I am quite different from my grandpa; he was very intellectual, and his approach to learning centered mainly on books. In this regard, I differ: I need to experiment first, then read. I need to get my hands dirty to understand concepts; only then is my brain ready to absorb deeper knowledge related to what I have tried. And, friend, these are the best times for that. Nowadays, you can simply use an LLM in plan mode and a brainstorming skill to explore any crazy idea you have, then execute, then learn something new. Maybe the idea was not so good? Maybe the execution was not the best? Perhaps you gain something interesting? In any case, this enables anyone to prove ideas right or wrong much faster and gain knowledge that otherwise would take weeks, if not months, to acquire.
This last year I started many projects: a slide presentations editor, a reference collector management tool, a professional photographer’s platform, and finally a game! Each of these projects taught me a huge part of product creation that I had not been exposed to before.
Now with agentic AI programming, you do not really need to know the implementation details that much. It is true that not knowing them makes reviewing and fixing something an AI agent messed up harder, but often, the agent itself can debug, figure out a better solution, and implement it (if you know how to guide it in the right direction, of course).
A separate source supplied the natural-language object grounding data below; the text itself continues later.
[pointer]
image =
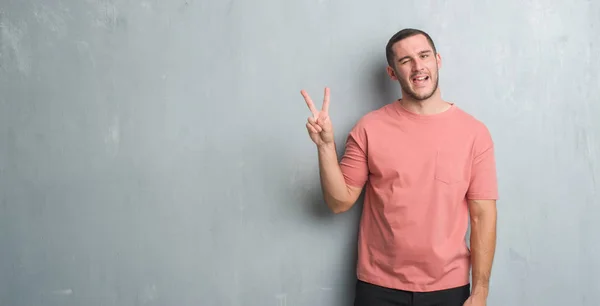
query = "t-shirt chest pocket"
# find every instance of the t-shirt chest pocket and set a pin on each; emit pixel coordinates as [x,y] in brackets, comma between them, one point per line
[449,166]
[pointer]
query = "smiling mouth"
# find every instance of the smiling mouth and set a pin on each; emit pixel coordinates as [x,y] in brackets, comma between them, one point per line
[420,80]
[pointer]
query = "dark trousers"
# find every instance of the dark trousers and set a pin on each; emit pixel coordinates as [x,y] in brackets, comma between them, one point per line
[373,295]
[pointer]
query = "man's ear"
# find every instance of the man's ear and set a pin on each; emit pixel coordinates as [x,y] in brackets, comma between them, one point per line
[392,73]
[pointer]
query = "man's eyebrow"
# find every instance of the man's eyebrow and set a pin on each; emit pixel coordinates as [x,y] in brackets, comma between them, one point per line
[420,53]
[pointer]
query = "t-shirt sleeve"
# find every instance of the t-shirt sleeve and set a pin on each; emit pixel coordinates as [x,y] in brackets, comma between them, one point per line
[483,184]
[354,160]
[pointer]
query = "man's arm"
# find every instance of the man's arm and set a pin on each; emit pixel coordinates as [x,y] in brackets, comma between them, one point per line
[483,244]
[338,195]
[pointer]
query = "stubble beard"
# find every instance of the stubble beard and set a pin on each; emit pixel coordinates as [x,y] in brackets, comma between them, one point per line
[407,90]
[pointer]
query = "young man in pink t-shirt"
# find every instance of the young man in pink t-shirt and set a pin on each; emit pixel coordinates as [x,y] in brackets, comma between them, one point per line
[428,168]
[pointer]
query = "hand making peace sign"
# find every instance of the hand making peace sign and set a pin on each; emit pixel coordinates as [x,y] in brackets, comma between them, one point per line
[319,125]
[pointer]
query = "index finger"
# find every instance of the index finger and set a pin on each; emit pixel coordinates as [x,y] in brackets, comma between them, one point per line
[309,102]
[326,101]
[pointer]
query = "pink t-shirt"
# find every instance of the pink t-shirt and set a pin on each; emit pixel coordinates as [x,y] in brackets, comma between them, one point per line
[419,172]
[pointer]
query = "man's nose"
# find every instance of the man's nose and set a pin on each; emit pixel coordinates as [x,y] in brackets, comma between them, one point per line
[417,65]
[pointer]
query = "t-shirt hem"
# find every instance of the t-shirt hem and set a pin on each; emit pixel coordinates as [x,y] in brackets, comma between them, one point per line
[399,285]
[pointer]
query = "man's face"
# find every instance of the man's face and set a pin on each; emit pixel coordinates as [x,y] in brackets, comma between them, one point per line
[416,67]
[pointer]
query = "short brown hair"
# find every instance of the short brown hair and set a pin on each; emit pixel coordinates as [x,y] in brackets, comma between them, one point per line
[402,34]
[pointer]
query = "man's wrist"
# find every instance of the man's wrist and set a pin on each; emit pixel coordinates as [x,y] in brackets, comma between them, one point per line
[481,291]
[326,147]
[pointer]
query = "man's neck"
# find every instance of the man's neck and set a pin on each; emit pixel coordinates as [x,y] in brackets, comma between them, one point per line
[434,105]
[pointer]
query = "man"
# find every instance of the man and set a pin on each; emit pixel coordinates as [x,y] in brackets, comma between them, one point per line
[428,166]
Programming this way doesn't mean you lose something in the transaction. Have you considered that you can learn many things while you create? Nothing stops you from opening another AI agent CLI and asking questions about what the running one is doing. After all, you have plenty of time while you wait for build mode to finish. If you have not tried yet, next time your agent does something you do not fully understand, open a parallel agent and ask what this is about; try to feed as much context as possible, ask for tradeoffs, etc.
Additionally, I use "plan mode" as much as possible! That is where the questions and redesigns become interesting, and I can learn from the process too. Most importantly, I can choose the best solution for the problem I am trying to solve.
And finally, I never forget traditional ways to keep my brain active! In my case, I try to read as many books as possible, the ones that force you to think outside the box, :)
They are vital to always have some food for thought.